En 1947 con la Ley de Sucesión del Estado, Franco coqueteo con la monarquía e imaginó un futuro regido por una mano monárquica y de hierro. El centralismo franquista fue un interregno maldito entre la república y la monarquía, pero también intento ser la modelación de los próximos monarcas. Su estabilización conservadora –construida sobre la represión y “guerra a muerte” a los republicanos– buscó en el Rey Juan Carlos de Borbón un actor para su conservación y extensión. Es decir, Franco optó por los dos cuerpos de la monarquía (retomando la teorización de Ernst Kantorowicz): el cuerpo natural y el “eterno”. Por Juan Carlos I de Borbón y por la continuidad “in eterno” e “in extensis” de la casa de los Borbones y, con ello, del propio franquismo.

III

La muerte de Franco en 1975 se convirtió en una gran oportunidad política para el Rey –ahora asumido con la muerte del Generalísimo y legitimado por las Cortes–, el cual rápidamente seleccionó el menú dominante en el mundo occidental para esos años: la democracia. De esta manera, si bien la república se había transformado en la enemiga íntima de la monarquía, la democracia –como conjunto de reglas electorales para la competencia por el poder estatal– se transformaba en una fórmula para integrar y dejarse modelar por la monarquía. Entonces de Rey inscripto en el proyecto franquista, a “Monarca demócrata” (no debemos olvidar que Juan Carlos I ante la muerte de Franco había expresado: “Es una figura decisiva históricamente y políticamente para España. Él es uno de los que nos sacó y resolvió nuestra crisis de 1936. Después de esto él jugó el papel político para sacarnos de la Segunda Guerra Mundial. Y por esto, durante los últimos 30 años él ha sentado las bases para el desarrollo de hoy día”). Opción revalidada en su oposición al Tejerazo (intento de golpe de nostálgicos franquistas en febrero de 1981). Es decir, Juan Carlos I leyó la potencialidad de la oposición al franquismo, dio un golpe de timón y se alió con ese “clima cultural” para resituar su “imagen”. Hoy al observar las modificaciones en la política española y el peso de un largo derrotero de erosiones a su imagen –como señala una investigación sobre las imágenes del Rey por el Centro de Estudios de la Imagen Sans Soleil–, como a su autoridad política el Rey da otro viraje y abdica.
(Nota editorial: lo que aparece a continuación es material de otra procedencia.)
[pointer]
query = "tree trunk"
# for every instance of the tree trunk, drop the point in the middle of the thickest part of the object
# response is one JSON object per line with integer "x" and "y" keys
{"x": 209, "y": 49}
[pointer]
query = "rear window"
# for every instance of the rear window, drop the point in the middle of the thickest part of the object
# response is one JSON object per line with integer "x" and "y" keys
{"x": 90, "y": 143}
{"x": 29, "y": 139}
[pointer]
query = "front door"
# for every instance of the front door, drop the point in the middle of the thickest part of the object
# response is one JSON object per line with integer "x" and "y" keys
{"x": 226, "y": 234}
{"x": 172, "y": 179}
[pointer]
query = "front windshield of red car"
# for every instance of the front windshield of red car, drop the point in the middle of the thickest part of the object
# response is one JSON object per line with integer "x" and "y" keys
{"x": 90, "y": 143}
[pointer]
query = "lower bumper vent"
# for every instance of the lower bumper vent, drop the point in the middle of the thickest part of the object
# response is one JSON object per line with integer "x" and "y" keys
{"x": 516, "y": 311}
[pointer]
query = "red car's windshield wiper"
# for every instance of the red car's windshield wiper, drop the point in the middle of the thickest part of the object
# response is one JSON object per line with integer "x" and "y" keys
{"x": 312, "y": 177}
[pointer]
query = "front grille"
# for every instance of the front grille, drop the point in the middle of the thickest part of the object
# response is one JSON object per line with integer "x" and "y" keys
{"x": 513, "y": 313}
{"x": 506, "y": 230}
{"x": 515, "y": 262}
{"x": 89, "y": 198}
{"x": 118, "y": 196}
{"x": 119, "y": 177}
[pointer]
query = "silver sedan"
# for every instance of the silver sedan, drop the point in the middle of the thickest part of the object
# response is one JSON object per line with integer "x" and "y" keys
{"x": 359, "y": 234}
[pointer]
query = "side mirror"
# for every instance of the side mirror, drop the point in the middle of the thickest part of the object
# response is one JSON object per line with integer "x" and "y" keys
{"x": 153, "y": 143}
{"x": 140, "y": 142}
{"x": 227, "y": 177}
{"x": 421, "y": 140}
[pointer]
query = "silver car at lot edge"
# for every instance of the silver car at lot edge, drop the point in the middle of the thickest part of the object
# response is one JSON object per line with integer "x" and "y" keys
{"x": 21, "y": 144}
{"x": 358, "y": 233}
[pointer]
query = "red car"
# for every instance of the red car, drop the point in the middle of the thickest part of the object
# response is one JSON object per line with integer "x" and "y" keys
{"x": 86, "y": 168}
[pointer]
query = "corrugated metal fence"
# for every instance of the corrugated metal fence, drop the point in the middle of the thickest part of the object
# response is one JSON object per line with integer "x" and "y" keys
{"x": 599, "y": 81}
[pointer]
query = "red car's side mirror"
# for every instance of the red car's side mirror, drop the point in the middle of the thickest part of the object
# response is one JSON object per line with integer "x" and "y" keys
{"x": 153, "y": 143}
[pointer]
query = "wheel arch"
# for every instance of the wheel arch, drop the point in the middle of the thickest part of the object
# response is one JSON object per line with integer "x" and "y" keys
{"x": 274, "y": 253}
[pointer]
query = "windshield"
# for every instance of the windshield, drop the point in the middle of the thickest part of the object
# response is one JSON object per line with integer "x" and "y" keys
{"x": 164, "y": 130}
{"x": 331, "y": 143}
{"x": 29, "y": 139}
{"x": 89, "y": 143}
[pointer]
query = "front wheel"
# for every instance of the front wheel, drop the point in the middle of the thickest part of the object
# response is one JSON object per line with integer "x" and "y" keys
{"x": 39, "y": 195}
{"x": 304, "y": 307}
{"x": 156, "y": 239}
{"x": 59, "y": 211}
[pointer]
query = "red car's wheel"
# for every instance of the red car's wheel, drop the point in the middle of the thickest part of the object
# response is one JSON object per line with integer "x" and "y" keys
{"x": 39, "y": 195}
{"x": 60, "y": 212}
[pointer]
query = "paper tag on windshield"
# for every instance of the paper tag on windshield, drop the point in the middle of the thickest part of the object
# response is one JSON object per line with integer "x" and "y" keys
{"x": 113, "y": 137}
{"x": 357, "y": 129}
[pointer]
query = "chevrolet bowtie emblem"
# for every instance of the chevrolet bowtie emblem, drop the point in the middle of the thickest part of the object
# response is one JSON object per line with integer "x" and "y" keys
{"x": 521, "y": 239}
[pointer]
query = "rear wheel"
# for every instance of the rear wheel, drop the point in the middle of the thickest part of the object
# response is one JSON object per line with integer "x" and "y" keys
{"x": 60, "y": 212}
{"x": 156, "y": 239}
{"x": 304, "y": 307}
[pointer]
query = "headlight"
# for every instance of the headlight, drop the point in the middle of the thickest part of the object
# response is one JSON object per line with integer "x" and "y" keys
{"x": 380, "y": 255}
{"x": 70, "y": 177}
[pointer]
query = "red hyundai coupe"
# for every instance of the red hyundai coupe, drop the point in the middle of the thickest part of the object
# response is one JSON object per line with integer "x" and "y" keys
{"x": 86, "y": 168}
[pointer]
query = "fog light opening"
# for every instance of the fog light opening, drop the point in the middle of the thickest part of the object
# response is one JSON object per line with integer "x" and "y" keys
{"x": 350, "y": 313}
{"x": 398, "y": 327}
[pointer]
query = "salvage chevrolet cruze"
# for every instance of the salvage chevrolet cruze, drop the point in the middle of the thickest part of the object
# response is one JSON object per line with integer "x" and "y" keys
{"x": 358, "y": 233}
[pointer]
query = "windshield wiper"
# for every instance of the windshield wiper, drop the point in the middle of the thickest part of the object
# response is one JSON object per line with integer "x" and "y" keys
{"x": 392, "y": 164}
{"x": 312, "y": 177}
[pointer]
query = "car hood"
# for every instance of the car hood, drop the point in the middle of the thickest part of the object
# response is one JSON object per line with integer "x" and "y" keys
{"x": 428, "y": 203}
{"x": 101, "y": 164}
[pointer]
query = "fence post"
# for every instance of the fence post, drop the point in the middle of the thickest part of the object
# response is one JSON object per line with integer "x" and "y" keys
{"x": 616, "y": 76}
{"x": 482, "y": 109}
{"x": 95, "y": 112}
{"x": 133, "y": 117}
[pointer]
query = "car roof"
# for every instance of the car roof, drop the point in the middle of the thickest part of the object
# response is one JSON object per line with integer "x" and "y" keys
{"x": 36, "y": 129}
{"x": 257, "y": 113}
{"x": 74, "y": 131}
Abdica para persistir, no ya su figura personal, sino una monarquía atravesada por importantes cuestionamientos, los cuales oscilan entre los hechos de corrupción familiar, su férrea negativa a la independencia de Cataluña y el País Vasco hasta problemillas de alcoba.

IV

¿Qué deja con su abdicación? En principio, a un heredero joven; pero también a una España que ayudo a configurar con una pandilla de empresarios, hoy atravesada por modelos excluyentes y valores conservadores. A su vez, deja como legado otro “arte de la cacería” y este está fundado en el lobby que el monarca realizó en la década del 90 para ampliar las inversiones ibéricas en el Tercer Mundo. El “Monarca Emprendedor” (neoliberal, del régimen parlamentario, etc.)”, a tono con el dictum de la hegemonía de los países centrales, reactualizó con América Latina viejos lazos asimétricos y salió a su conquista tanto en el plano económico, como cultural. No solo eso, se transformó en un Rey “vendedor” de la democracia española como el mejor de los mundos políticos. Como un “gallito” se enfrentó a Hugo Chavez, solo para demostrar que la democracia española y su institucionalismo constituirían la contracara de los gobiernos populares de América del Sur. Así se reafirmó en patriarca de ese cerrojo político, denominado Pacto de la Moncloa, acuerdo que se transformó en una imagen cuasi-erótica, llave mágica resolutiva de conflictos políticos para ciertas clases políticas latinoamericanas. Un fetiche argentino. Juan Carlos I y su democracia monárquica hicieron escuela, hicieron ciencias políticas en estas tierras y se presentaron como un modelo para la acción para ciertos actores.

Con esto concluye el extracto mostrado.